SEM images of master molds prepared with the silica coverage of a 16, b 45, and c 57%

Conclusion

Submicron-sized LTSs were fabricated by a nanoimprint method. Before nanoimprinting, master molds with submicron-sized patterns were prepared by silica colloidal lithography and reactive ion etching.

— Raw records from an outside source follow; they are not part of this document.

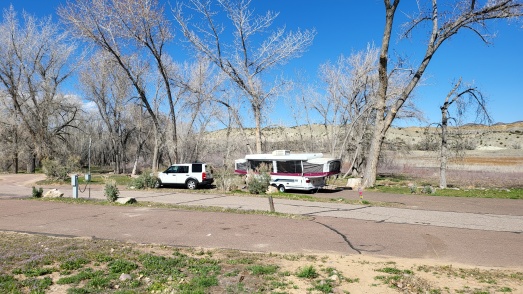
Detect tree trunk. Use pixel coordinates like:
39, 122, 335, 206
363, 0, 399, 187
253, 106, 262, 154
439, 102, 449, 189
151, 129, 160, 173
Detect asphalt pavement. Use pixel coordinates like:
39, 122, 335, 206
0, 175, 523, 268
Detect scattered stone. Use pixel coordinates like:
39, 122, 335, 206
120, 274, 132, 281
43, 189, 64, 198
265, 186, 278, 194
346, 178, 362, 190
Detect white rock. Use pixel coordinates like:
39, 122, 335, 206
43, 189, 64, 198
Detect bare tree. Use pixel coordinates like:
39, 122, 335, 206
58, 0, 177, 171
439, 78, 492, 188
80, 51, 133, 173
363, 0, 523, 187
0, 6, 79, 172
174, 0, 315, 153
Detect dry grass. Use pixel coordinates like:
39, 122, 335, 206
0, 232, 523, 294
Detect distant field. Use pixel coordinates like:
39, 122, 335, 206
380, 149, 523, 188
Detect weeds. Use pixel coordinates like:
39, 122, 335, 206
32, 186, 44, 198
104, 181, 120, 202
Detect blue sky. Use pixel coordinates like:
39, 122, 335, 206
4, 0, 523, 125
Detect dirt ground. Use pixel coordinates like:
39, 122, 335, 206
0, 174, 523, 293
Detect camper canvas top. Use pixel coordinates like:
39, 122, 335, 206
245, 150, 323, 160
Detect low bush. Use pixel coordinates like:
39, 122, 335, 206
32, 186, 44, 198
246, 166, 271, 194
104, 181, 120, 202
129, 170, 158, 189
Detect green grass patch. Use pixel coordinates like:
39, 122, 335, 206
368, 186, 523, 199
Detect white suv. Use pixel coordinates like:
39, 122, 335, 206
155, 163, 214, 190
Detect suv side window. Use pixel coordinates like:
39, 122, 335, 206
192, 163, 203, 173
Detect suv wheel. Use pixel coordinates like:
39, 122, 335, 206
186, 180, 198, 190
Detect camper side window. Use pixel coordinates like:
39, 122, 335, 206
249, 160, 272, 171
276, 160, 302, 173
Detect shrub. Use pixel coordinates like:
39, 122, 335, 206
421, 185, 436, 194
33, 186, 44, 198
214, 166, 243, 191
42, 158, 69, 181
129, 170, 158, 189
246, 164, 271, 194
104, 180, 120, 202
296, 265, 319, 279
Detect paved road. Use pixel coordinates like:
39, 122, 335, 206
0, 175, 523, 268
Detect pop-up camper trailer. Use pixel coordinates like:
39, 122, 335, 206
234, 150, 341, 192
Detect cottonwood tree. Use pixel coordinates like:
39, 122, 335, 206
439, 78, 492, 188
174, 0, 315, 153
363, 0, 523, 187
58, 0, 178, 171
0, 6, 80, 172
172, 58, 224, 162
80, 51, 133, 173
314, 46, 378, 170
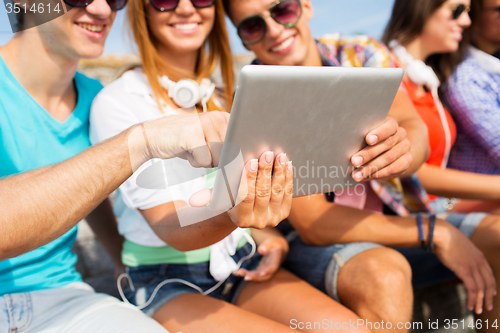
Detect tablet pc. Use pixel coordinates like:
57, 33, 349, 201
210, 65, 404, 209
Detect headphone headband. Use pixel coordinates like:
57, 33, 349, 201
158, 76, 215, 111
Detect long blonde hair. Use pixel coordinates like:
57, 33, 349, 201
127, 0, 234, 112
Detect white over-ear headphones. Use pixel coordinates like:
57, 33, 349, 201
158, 76, 215, 112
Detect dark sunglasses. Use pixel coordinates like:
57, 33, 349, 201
63, 0, 128, 11
451, 3, 470, 20
237, 0, 302, 45
150, 0, 215, 12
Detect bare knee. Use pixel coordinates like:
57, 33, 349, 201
338, 248, 412, 299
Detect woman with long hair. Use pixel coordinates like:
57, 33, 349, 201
383, 0, 500, 320
87, 0, 368, 332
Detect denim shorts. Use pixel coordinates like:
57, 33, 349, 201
283, 213, 488, 302
0, 282, 168, 333
124, 243, 262, 316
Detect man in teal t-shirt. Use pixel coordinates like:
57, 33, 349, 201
0, 0, 165, 333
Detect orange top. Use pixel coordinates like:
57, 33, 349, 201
403, 76, 457, 167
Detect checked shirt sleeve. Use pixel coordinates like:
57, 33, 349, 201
445, 63, 500, 167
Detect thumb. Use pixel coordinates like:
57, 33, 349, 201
257, 244, 269, 256
189, 188, 212, 207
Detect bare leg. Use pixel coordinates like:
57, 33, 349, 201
153, 294, 293, 333
338, 248, 413, 332
471, 215, 500, 332
451, 200, 500, 215
236, 270, 368, 333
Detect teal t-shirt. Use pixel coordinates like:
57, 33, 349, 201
0, 56, 102, 296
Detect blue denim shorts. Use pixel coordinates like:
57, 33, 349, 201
283, 213, 488, 302
123, 243, 262, 316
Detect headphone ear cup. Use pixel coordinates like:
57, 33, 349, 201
169, 80, 201, 108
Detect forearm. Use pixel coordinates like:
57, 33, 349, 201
389, 91, 429, 176
0, 126, 139, 260
85, 199, 124, 264
288, 197, 428, 247
141, 201, 236, 251
400, 116, 429, 177
417, 164, 500, 200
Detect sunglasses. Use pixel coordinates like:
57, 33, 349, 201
451, 3, 470, 20
237, 0, 302, 45
150, 0, 215, 12
63, 0, 128, 11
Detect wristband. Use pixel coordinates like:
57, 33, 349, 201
427, 215, 436, 252
417, 214, 426, 249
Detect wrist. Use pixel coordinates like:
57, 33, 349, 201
434, 219, 452, 249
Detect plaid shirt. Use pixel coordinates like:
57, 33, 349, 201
253, 33, 433, 216
444, 48, 500, 175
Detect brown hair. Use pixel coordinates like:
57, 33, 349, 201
127, 0, 234, 112
382, 0, 468, 82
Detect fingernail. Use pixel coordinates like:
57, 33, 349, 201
368, 134, 378, 145
250, 158, 259, 172
280, 154, 287, 166
352, 171, 363, 181
266, 151, 274, 164
352, 156, 363, 167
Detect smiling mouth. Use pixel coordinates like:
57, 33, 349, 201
271, 36, 295, 52
171, 23, 198, 31
76, 23, 104, 32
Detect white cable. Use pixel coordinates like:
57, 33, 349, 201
116, 232, 257, 310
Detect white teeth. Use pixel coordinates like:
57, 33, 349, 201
174, 23, 198, 30
272, 36, 295, 52
77, 23, 104, 32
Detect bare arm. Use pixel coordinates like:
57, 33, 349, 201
141, 153, 293, 251
351, 91, 429, 181
85, 199, 124, 267
417, 164, 500, 200
389, 90, 430, 176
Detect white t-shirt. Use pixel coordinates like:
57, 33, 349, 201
90, 68, 217, 247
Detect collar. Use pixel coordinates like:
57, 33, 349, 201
252, 39, 341, 67
469, 46, 500, 74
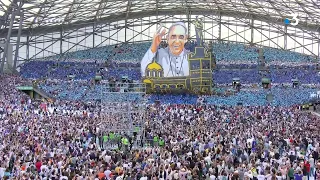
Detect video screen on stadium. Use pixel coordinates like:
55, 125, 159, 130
141, 19, 213, 92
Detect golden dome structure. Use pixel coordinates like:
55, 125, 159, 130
145, 58, 163, 78
147, 62, 163, 71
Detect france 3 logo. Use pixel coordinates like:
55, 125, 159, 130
284, 13, 299, 26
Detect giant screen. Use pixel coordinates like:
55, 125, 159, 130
141, 19, 213, 92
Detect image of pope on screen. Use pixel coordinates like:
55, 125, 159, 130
141, 22, 189, 77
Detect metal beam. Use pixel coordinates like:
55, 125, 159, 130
0, 8, 319, 37
13, 2, 24, 71
0, 12, 16, 73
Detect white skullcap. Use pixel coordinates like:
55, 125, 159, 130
169, 22, 188, 34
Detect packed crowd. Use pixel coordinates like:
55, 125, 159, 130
0, 75, 320, 180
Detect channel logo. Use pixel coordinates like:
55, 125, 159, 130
284, 13, 299, 26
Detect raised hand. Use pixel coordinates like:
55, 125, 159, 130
151, 26, 166, 53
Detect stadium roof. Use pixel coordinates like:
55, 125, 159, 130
0, 0, 320, 36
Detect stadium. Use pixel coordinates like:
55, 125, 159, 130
0, 0, 320, 180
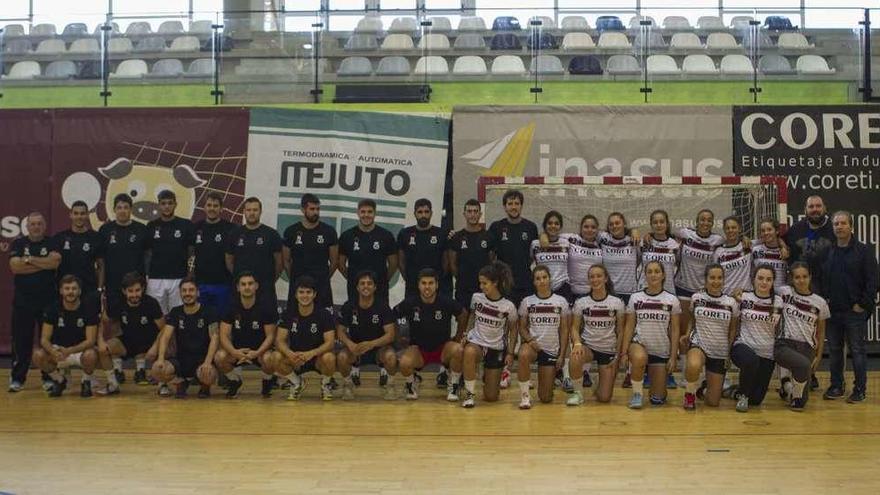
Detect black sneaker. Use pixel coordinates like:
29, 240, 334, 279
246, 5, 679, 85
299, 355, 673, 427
79, 380, 92, 397
260, 379, 272, 399
822, 385, 855, 400
226, 380, 241, 399
846, 390, 865, 404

By controlling silica coverage, t_et and D, the density, height, and size of LTSs could be controlled. Regardless of D, the height of LTSs has a maximum with respect to t_et. As D increases, the t_et when the height of LTSs becomes maximum (t_h-max) increases. The SEM image revealed that the LTSs were changed from a dome-shape to a cone-shape around t_et = t_h-max. Around t_et = t_h-max, silica particles started to disappear on the LTSs. By the absence of etching masks, the LTSs themselves were etched and the shape was changed and the height of the LTSs was decreased. The reflectance of c-Si/ITO/LTSs/Electrode structure was evaluated by spectrophotometer. The reflectance measurement showed that the LTSs reduced the reflectance in the wavelength range from 1000 to 1200 nm compared to the sample without LTSs. This indicates that the fabricated LTSs exhibit optical confinement performance. The ΔpJ_sc was calculated from the measured reflectance. Lower aspect ratio leads to higher ΔpJ_sc. A maximum gain of 1.00 mA/cm² was observed at D = 800 nm and t_et = 5 min, suggesting that D = 800 nm may be the optimal width for the near-infrared light in the range from 1000 to 1200 nm. Furthermore, The pJ_sc was improved from 2.34 to 3.89 mA/cm², which corresponds to the improvement by 66%. This leads to the significant contribution to the improvement of J_sc in thin crystalline silicon solar cells.